BOTTING, Fred. Horror. In: ROBERT-MULVEY, Marie (org.). The Handbook to Gothic Literature. Hampshire & Londres: Macmillan, 1998, p. 123-131.
BURKE, Edmund. Uma Investigação Filosófica sobre a Origem de Nossas Ideias do Sublime e do Belo. Tradução: Enid Abreu Dobránszky. Campinas, SP: Papirus, 1993 [1757].
PUNTER, David. Terror. In: ROBERT-MULVEY, Marie (org.). The Handbook to Gothic Literature. Hampshire & Londres: Macmillan, 1998, p. 235-240.
MILBANK, Alison. The Sublime. In: ROBERT-MULVEY, Marie (org.). The Handbook to Gothic Literature. Hampshire & Londres: Macmillan, 1998, p. 226-232.
RADCLIFFE, Ann. On the Supernatural in Poetry. In: CLERY, E. J.; MILES, Robert (orgs.). Gothic Documents: a sourcebook 1700-1820. Manchester & Nova York: Manchester UP, 2000 [1826], p. 163-171.
RADCLIFFE, Ann. The Mysteries of Udolpho. Nova York: Barnes & Nobles, 2005 [1794].
SHELLEY, Mary. Introdução. In: SHELLEY, Mary. Frankenstein. Tradução: Adriana Lisboa. Rio de Janeiro: Nova Fronteira, 2015 [1831], p. 7-13.
SHELLEY, Mary. Frankenstein. Tradução: Adriana Lisboa. Rio de Janeiro: Nova Fronteira, 2015 [1831].
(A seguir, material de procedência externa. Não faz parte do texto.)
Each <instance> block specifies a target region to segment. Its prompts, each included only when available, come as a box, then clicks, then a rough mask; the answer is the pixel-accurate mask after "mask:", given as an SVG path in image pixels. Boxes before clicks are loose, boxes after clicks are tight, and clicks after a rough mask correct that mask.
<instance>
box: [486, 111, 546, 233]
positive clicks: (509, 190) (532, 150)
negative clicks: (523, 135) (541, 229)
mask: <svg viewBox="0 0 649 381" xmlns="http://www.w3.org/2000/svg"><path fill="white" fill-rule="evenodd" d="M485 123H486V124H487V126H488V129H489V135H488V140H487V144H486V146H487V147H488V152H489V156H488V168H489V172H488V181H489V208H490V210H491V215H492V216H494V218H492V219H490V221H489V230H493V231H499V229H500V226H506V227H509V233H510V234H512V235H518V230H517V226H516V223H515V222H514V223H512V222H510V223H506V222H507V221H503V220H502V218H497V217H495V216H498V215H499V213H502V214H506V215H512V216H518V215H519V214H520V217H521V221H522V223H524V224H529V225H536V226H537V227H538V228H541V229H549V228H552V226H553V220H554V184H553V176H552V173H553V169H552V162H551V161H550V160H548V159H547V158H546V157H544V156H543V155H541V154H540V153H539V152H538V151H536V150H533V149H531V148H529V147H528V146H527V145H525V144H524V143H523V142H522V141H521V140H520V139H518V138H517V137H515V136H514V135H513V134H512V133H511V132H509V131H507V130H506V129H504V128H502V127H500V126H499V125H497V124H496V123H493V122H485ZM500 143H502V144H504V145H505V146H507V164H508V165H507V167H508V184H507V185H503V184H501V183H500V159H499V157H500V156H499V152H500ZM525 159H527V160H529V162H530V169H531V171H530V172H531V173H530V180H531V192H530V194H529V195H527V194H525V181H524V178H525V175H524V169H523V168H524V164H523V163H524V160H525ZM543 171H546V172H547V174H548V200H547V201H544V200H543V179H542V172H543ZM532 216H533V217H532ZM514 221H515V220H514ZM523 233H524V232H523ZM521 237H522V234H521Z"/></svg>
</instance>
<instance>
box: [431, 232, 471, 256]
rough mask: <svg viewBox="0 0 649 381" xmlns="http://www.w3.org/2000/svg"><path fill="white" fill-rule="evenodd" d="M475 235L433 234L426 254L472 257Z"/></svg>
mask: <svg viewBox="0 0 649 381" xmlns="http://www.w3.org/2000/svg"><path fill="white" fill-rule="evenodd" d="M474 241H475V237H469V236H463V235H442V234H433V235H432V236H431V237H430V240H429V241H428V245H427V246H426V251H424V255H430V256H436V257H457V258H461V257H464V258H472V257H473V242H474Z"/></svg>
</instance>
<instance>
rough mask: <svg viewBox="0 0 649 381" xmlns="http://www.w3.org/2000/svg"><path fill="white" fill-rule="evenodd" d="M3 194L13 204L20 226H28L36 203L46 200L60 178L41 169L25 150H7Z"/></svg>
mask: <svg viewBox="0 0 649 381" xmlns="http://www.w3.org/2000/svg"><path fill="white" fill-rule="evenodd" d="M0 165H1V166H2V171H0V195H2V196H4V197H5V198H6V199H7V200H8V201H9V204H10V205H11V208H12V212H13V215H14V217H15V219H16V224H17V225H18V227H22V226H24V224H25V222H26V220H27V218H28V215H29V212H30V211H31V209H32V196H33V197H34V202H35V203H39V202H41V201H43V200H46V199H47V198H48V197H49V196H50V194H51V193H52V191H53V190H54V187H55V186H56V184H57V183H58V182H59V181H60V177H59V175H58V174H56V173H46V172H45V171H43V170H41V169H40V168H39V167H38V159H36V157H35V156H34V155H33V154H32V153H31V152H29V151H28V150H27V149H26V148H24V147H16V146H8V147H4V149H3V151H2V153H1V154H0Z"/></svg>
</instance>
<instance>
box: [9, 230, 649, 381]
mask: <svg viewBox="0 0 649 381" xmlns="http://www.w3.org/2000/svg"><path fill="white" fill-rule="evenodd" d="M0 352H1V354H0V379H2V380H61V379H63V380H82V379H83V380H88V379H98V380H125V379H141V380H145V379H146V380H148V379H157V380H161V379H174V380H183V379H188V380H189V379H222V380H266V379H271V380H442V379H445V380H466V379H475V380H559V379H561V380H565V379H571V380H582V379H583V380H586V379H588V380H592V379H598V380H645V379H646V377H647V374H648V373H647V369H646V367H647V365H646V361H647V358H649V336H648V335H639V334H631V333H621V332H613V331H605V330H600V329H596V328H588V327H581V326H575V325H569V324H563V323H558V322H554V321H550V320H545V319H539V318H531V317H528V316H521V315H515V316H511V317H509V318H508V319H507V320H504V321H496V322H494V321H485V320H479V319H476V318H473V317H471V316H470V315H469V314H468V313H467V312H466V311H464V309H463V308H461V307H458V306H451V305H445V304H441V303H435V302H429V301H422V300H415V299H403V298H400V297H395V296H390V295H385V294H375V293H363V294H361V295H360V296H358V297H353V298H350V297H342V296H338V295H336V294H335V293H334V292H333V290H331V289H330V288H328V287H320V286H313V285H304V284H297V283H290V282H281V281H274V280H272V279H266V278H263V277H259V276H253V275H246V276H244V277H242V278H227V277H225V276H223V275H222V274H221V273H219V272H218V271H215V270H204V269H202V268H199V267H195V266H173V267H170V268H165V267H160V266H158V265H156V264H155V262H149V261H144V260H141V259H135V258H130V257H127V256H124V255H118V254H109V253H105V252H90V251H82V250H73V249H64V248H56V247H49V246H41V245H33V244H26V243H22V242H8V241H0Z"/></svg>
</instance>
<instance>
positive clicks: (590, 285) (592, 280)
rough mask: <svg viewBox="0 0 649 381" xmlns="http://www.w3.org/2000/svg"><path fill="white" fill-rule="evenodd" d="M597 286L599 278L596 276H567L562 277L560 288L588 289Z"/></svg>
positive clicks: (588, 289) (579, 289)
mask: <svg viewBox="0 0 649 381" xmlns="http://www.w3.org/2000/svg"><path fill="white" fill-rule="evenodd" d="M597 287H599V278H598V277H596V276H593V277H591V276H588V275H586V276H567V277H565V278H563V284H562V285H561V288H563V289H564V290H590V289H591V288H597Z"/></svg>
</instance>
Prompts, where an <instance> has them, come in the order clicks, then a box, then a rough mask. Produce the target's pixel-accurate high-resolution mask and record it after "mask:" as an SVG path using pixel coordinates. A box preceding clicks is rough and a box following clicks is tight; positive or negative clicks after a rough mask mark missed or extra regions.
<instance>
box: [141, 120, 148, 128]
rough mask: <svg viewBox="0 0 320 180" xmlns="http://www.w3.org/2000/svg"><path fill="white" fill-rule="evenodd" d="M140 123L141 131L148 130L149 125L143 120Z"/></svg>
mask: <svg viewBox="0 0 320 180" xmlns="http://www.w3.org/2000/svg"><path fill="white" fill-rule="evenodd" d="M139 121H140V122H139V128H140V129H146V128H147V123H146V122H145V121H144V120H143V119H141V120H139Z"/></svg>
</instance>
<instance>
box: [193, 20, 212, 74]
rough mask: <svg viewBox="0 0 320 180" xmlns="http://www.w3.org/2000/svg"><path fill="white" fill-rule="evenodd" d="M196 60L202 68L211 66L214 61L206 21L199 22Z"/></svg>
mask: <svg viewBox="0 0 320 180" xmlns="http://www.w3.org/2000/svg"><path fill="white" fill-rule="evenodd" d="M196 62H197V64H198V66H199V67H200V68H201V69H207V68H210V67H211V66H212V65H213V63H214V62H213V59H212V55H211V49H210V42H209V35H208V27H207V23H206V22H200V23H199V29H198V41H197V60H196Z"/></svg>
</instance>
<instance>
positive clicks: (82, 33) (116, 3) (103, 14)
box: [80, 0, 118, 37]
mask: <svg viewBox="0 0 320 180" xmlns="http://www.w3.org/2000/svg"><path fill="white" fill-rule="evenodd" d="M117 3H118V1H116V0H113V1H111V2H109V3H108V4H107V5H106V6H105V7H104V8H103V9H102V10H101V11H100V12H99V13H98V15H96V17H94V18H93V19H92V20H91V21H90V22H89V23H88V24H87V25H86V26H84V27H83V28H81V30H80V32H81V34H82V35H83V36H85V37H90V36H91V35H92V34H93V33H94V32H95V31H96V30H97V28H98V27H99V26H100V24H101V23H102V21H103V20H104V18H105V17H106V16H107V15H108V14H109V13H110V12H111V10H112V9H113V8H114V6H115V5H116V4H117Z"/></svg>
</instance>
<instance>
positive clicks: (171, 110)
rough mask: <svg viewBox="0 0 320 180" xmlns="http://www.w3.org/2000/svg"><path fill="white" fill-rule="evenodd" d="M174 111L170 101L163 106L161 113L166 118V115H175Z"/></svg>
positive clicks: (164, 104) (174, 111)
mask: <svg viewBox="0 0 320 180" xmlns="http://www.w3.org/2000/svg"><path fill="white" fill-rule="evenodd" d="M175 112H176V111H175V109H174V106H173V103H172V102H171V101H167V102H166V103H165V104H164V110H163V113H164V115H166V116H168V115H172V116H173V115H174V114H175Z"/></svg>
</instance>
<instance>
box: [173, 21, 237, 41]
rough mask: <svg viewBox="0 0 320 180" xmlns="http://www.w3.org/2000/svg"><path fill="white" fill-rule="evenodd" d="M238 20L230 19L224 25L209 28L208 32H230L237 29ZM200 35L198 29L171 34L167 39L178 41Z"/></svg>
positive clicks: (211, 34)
[1] Burke faz uma diferença entre o belo e o sublime como duas categorias estéticas distintas. O primeiro tem ligação com uma categoria social e inclui qualidades que ele considera femininas como suavidade, ordem e proporção, além de produzir o prazer; o segundo, por sua vez, é uma experiência estética pré-racional e mais complexa que produz o horror deleitoso. O deleite não é um prazer positivo, mas relativo e a sua existência depende da dor, por isso é mais intenso. Ao término do prazer, o máximo que se pode alcançar é o pesar, enquanto após a experiência da dor, quando se elimina também o perigo, é possível alcançar uma sensação sublime.